© Springer Nature Singapore Pte Ltd. 2019
David Andrich and Ida MaraisA Course in Rasch Measurement TheorySpringer Texts in Educationhttps://doi.org/10.1007/978-981-13-7496-8_12

12. Comparisons and Contrasts Between Classical and Rasch Measurement Theories

David Andrich1   and Ida Marais1
(1)
Graduate School of Education, The University of Western Australia, Crawley, WA, Australia
 
 
David Andrich

Keywords

Rasch measurement theory (RMT)Classical test theory (CTT)

Motivations and Background to CTT and RMT

In this chapter, we summarize some comparisons and contrasts between Classical Test Theory (CTT) and Rasch Measurement Theory (RMT) . Because the motivation of the theories and models appear so different we could take the position that the two theories are incompatible. However, although there are critical differences between the two, because of the way the theories are reflected in their assumptions and in their respective mathematical expressions as models, we take the position that RMT can be seen as an elaboration of CTT . We justify such a position in this chapter.

We begin by summarizing the very different motivations of the respective theories.
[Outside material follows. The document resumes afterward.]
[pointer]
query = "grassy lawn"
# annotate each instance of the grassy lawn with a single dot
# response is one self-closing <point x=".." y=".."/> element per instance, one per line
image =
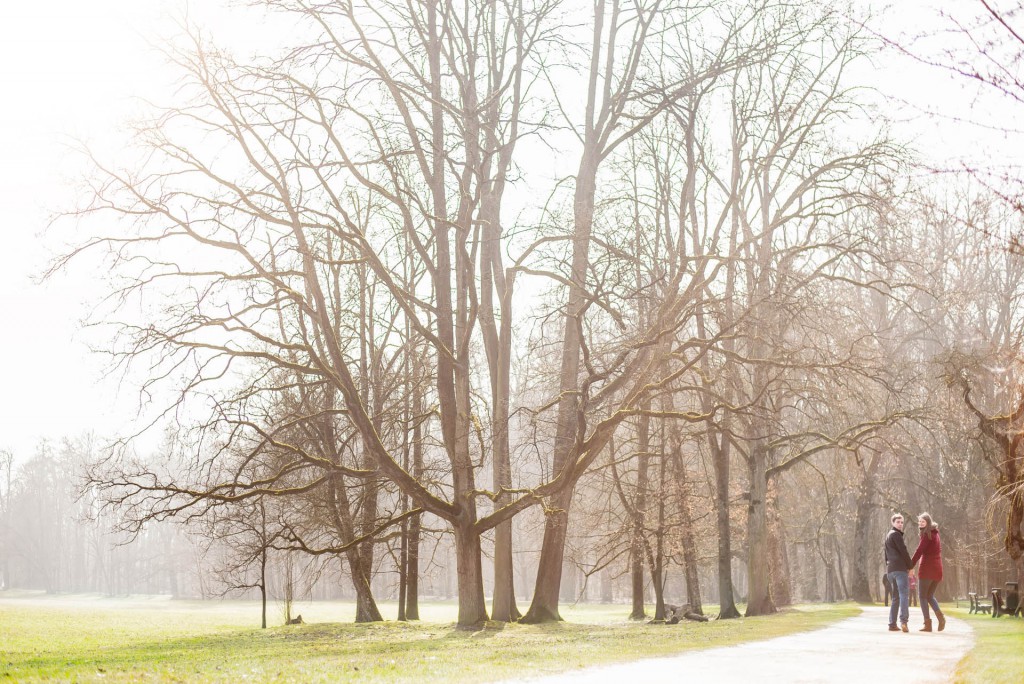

We suggest that just because they have different motivations RMT can end up being an elaboration of CTT . We further suggest in a later chapter, which deals with general Item Response Theory (IRT) , that if one sets out to elaborate CTT directly, it does not lead to the kind of elaboration of CTT that RMT provides. In particular, it does not lead to the total score of a person on a set of items being the key statistic. Instead, the elaborations can be seen as an ad hoc addition of parameters to account better for different data sets.

Motivation of CTT

CTT , which appeared early in the twentieth century, seems to have arisen from the following ingredients. First, from a substantive point of view, the emergence and formalization of testing, in particular, intelligence testing for assessing whether or not young children could profit from a regular education in this period. Second, the development and application of the correlation coefficient in the human sciences using simply summed scores on dichotomously scored items that provided a test score. Third, from the developments in the analysis of data, the acceptance that observations could show random variation, where random variation may be seen as an error. Further, theoretical developments of error variance lead to the normal distribution and its application with true and error scores being additive. Fourth, the idea that different dichotomously scored items of a test administered to a person could be seen as replications of each other in some sense. As a result of these being replications, the possibility of summing the random variables to give a total score for a person seemed to have been justified rather than simply assumed. However, and asymmetrically, it was understood that different persons have different proficiencies.

Motivation of RMT

As we have indicated already, the motivation for RMT is that within a frame of reference , the comparisons of persons and the comparisons of items are invariant with respect to different subsets of items and persons, respectively. The comparisons are in terms of characterizations of persons and items with real numbers. The history of Rasch’s development of his theory of measurement can be obtained from the foreword to his book, Probabilistic Models for Some Intelligence and Attainment Tests (1960), as well as from Andersen and Olsen (2001) and Andrich (2005).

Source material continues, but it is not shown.